The atmosphere of the place captivated me before I even considered its structure.
Why was it made?
When I decided to delve into flight jackets, the A2 was always part of the plan. One reason was that it's a garment with an enduring legacy. The other was my interest in leather, a field I wasn't familiar with.
Having continuously made woven garments, leather was uncharted territory for me. That's precisely why I had a reason to explore it.

What was referenced?
Upon delving into it, I found that the A2 had the fewest structural discoveries among the flight jacket series.
Looking at the design of the sleeves, there isn't much evidence of an emphasis on mobility. If German military jackets made rationality their defining characteristic, the A2 was the opposite. It prioritizes aesthetic form over function. Despite being combat attire, it exudes a certain formality.
When I tried to decipher its structure,
I was first captivated by its presence.
That was the A2.
What left an impression was the raw-edge finish unique to leather.
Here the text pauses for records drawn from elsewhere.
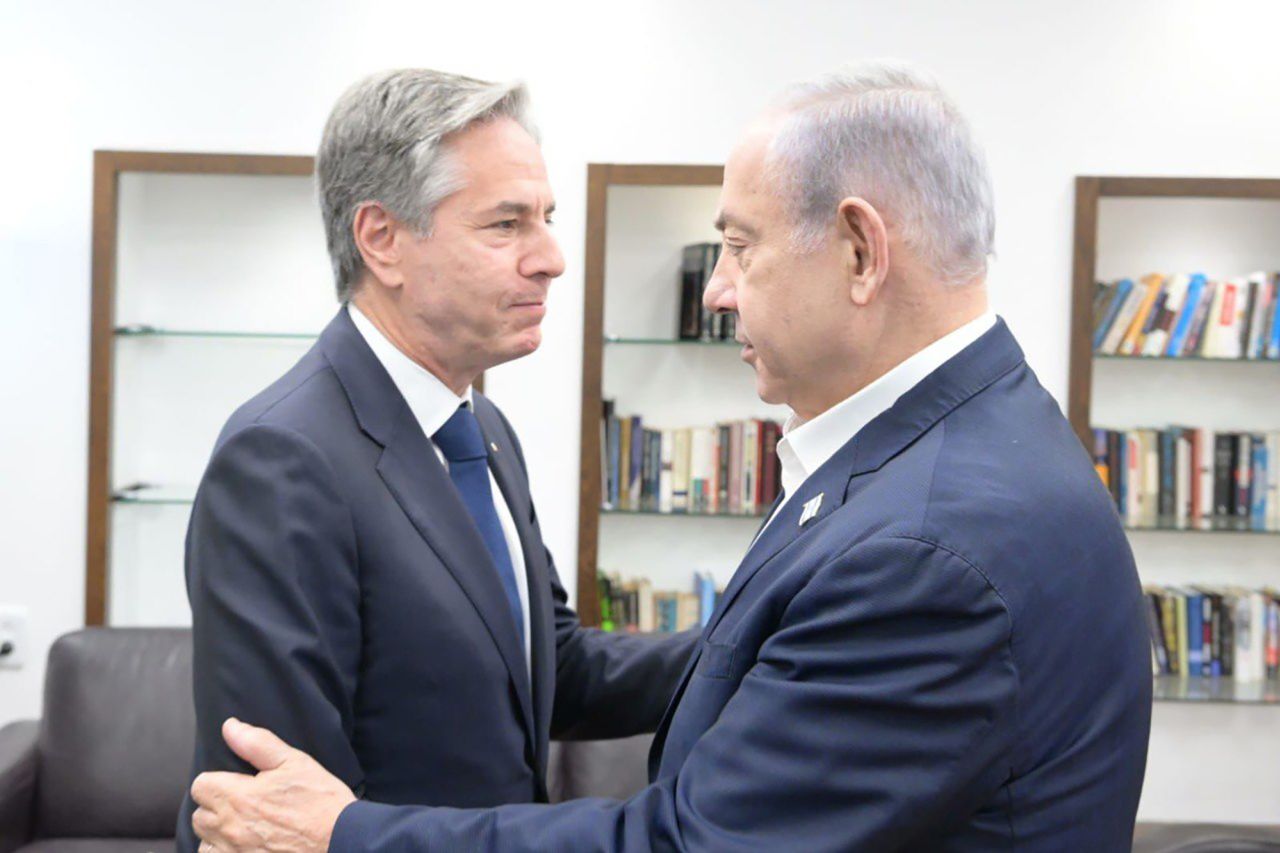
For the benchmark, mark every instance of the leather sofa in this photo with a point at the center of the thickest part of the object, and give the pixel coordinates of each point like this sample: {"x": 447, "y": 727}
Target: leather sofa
{"x": 105, "y": 769}
{"x": 106, "y": 766}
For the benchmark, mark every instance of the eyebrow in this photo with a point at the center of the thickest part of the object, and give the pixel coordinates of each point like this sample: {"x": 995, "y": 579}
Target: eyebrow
{"x": 517, "y": 209}
{"x": 727, "y": 220}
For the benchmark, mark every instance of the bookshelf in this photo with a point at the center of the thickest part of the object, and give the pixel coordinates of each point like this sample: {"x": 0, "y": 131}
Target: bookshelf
{"x": 638, "y": 220}
{"x": 1224, "y": 227}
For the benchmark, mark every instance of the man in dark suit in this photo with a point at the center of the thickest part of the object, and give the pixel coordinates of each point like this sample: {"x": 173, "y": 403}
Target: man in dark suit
{"x": 364, "y": 560}
{"x": 937, "y": 641}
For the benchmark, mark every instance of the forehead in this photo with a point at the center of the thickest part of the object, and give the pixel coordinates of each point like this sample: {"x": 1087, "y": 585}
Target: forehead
{"x": 746, "y": 196}
{"x": 499, "y": 156}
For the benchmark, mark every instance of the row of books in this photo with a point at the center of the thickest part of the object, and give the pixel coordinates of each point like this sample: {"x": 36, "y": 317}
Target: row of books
{"x": 696, "y": 323}
{"x": 1226, "y": 632}
{"x": 1188, "y": 315}
{"x": 728, "y": 469}
{"x": 1196, "y": 479}
{"x": 635, "y": 606}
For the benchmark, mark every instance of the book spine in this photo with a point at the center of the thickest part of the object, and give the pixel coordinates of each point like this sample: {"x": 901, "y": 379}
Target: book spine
{"x": 1184, "y": 316}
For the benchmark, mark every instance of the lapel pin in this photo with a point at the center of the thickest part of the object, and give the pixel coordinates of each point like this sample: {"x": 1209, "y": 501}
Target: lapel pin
{"x": 810, "y": 510}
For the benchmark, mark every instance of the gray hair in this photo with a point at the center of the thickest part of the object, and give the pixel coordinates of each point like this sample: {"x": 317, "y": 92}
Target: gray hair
{"x": 384, "y": 141}
{"x": 887, "y": 133}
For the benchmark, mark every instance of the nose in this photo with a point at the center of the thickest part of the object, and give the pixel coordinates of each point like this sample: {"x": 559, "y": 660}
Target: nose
{"x": 544, "y": 259}
{"x": 720, "y": 296}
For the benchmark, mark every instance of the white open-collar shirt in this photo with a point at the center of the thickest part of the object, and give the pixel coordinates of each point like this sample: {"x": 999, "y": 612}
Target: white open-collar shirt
{"x": 807, "y": 445}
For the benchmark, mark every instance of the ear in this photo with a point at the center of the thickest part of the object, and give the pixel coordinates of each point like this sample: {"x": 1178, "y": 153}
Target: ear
{"x": 864, "y": 238}
{"x": 375, "y": 232}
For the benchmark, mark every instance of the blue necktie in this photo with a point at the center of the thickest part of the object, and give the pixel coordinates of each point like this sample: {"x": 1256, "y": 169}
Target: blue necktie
{"x": 462, "y": 443}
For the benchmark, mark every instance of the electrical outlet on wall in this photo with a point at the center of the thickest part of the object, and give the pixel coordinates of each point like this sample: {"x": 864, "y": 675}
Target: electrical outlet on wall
{"x": 13, "y": 637}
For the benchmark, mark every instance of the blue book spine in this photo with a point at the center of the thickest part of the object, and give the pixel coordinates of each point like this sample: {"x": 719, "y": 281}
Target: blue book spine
{"x": 1184, "y": 319}
{"x": 636, "y": 461}
{"x": 1123, "y": 478}
{"x": 1194, "y": 633}
{"x": 1274, "y": 345}
{"x": 705, "y": 589}
{"x": 615, "y": 434}
{"x": 1123, "y": 288}
{"x": 1168, "y": 506}
{"x": 1258, "y": 484}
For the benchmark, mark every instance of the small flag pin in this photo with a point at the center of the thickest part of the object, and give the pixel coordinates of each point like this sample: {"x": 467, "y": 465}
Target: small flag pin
{"x": 810, "y": 510}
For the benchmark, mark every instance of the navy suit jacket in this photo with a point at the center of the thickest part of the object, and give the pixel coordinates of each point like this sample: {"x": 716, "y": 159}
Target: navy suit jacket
{"x": 950, "y": 656}
{"x": 343, "y": 598}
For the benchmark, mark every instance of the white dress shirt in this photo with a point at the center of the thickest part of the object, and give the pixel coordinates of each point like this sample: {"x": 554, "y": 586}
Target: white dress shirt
{"x": 433, "y": 404}
{"x": 807, "y": 445}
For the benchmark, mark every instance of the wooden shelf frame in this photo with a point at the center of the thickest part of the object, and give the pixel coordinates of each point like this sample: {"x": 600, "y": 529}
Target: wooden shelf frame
{"x": 599, "y": 178}
{"x": 108, "y": 168}
{"x": 1089, "y": 190}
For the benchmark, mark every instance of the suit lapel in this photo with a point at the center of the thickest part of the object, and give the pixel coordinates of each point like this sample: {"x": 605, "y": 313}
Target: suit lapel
{"x": 782, "y": 529}
{"x": 515, "y": 488}
{"x": 424, "y": 491}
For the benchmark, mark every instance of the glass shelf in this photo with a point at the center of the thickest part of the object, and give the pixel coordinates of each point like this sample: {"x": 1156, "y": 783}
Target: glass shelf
{"x": 754, "y": 516}
{"x": 149, "y": 495}
{"x": 140, "y": 331}
{"x": 1223, "y": 689}
{"x": 615, "y": 338}
{"x": 1102, "y": 356}
{"x": 1221, "y": 532}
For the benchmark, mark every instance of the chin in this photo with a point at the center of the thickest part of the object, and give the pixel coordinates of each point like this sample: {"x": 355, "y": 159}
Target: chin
{"x": 768, "y": 391}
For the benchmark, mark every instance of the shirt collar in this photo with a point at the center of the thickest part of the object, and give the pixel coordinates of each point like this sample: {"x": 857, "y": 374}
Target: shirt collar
{"x": 807, "y": 445}
{"x": 429, "y": 398}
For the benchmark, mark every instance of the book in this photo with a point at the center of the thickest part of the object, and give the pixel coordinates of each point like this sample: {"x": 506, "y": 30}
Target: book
{"x": 1118, "y": 300}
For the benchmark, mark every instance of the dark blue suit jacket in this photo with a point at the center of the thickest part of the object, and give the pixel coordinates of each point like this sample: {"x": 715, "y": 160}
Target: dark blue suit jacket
{"x": 951, "y": 656}
{"x": 343, "y": 598}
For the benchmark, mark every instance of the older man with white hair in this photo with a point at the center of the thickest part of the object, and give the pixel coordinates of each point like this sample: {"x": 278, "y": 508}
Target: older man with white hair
{"x": 937, "y": 641}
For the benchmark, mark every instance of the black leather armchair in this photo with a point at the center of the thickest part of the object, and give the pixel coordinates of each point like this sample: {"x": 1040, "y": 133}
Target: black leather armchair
{"x": 105, "y": 769}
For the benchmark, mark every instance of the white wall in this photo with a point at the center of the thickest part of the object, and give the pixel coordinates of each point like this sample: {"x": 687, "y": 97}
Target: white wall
{"x": 1054, "y": 90}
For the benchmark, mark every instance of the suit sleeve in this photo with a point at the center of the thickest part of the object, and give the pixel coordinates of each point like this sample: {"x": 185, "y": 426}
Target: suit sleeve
{"x": 274, "y": 597}
{"x": 607, "y": 685}
{"x": 877, "y": 714}
{"x": 611, "y": 685}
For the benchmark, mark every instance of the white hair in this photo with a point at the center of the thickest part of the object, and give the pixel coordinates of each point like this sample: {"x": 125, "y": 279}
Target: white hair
{"x": 384, "y": 142}
{"x": 887, "y": 133}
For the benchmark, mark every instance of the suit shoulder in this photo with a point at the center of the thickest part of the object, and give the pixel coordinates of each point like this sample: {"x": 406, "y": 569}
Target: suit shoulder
{"x": 306, "y": 400}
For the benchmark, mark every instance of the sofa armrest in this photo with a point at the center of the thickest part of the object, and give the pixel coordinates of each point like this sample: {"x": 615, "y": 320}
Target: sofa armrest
{"x": 17, "y": 783}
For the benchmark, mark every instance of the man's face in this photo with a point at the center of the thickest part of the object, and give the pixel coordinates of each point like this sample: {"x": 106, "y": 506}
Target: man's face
{"x": 476, "y": 288}
{"x": 791, "y": 306}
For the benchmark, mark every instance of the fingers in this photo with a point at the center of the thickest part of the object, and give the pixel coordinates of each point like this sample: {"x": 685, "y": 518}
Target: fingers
{"x": 256, "y": 746}
{"x": 205, "y": 824}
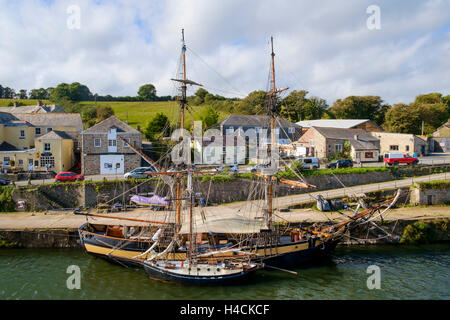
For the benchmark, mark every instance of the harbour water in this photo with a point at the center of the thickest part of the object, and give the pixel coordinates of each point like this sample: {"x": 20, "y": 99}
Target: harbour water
{"x": 407, "y": 272}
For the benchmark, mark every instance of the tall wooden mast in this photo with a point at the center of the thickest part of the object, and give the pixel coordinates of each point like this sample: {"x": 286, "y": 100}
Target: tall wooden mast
{"x": 272, "y": 110}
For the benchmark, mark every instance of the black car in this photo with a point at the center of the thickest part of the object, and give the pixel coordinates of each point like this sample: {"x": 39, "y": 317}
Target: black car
{"x": 340, "y": 164}
{"x": 4, "y": 182}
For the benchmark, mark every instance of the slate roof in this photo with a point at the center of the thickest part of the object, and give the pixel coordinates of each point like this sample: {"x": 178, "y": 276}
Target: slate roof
{"x": 364, "y": 141}
{"x": 254, "y": 121}
{"x": 52, "y": 119}
{"x": 334, "y": 123}
{"x": 105, "y": 125}
{"x": 55, "y": 135}
{"x": 5, "y": 146}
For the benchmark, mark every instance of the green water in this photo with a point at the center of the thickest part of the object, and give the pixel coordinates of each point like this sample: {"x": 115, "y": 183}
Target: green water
{"x": 420, "y": 272}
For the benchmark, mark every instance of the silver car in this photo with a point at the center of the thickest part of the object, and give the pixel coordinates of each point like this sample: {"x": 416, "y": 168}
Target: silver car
{"x": 138, "y": 173}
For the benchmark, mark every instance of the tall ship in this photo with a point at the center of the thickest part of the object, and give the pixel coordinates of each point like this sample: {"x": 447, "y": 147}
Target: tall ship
{"x": 195, "y": 244}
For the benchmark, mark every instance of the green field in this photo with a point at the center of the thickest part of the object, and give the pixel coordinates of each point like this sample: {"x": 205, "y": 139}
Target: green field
{"x": 136, "y": 113}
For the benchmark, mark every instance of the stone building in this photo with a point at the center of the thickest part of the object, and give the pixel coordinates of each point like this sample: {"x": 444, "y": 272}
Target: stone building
{"x": 440, "y": 142}
{"x": 22, "y": 145}
{"x": 401, "y": 143}
{"x": 421, "y": 195}
{"x": 103, "y": 150}
{"x": 363, "y": 124}
{"x": 325, "y": 142}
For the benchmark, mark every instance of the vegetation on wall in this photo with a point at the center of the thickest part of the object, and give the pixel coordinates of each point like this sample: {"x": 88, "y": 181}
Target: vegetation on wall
{"x": 6, "y": 202}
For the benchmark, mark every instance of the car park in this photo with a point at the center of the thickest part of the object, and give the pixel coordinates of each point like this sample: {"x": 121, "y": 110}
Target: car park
{"x": 138, "y": 173}
{"x": 309, "y": 163}
{"x": 340, "y": 164}
{"x": 394, "y": 159}
{"x": 4, "y": 182}
{"x": 68, "y": 177}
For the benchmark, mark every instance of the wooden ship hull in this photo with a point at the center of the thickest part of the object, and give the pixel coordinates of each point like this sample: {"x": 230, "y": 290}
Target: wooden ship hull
{"x": 199, "y": 275}
{"x": 286, "y": 254}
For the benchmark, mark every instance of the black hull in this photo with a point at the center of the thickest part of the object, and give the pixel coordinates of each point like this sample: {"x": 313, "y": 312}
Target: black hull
{"x": 308, "y": 256}
{"x": 158, "y": 274}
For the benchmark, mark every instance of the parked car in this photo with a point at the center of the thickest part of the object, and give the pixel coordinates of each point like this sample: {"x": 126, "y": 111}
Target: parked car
{"x": 340, "y": 164}
{"x": 138, "y": 173}
{"x": 397, "y": 158}
{"x": 68, "y": 176}
{"x": 309, "y": 163}
{"x": 4, "y": 182}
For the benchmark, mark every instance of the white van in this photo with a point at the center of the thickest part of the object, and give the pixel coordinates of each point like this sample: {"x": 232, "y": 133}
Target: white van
{"x": 310, "y": 163}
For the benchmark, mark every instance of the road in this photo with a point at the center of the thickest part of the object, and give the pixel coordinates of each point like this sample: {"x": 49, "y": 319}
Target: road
{"x": 286, "y": 201}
While woven fabrics are typically serged at the edges, leather can be left raw. The delicacy of not being able to re-sew due to needle marks coexists with the boldness of what can be achieved with a raw edge. The inherent logic of leather as a material was directly translated into the sewing specifications.

What was chosen and what was discarded?
The process of selecting the leather was the same as for the Bundeswehr. Instead of goat, I encountered kip leather in Himeji.
However, for the A2, the impression of it being a "garment with aesthetic form" came first, making the texture of the leather even more important. The smooth, supple feel of kip leather and its finer grain compared to adult cowhide. I felt that its elegance matched the formality of the A2.
The sewing basically followed the specifications of the sampled garment: the finishing where the stitching sits on top of the rib, the difference between the left and right sides of the placket, and the specification of not skiving the seam allowance. Decisions that would not be chosen for woven fabrics are correct for leather. I embraced that logic.
What is this garment?
There's a reason why some garments have enduring legacies. The A2 possesses a compelling presence as a garment, even more so than its structural intricacies. I understood the reason why it has been called a masterpiece even before I delved into it, once I touched the actual item.
What FUKUBORI did was simple. We translated that compelling presence into undyed kip leather. That's all there is to it.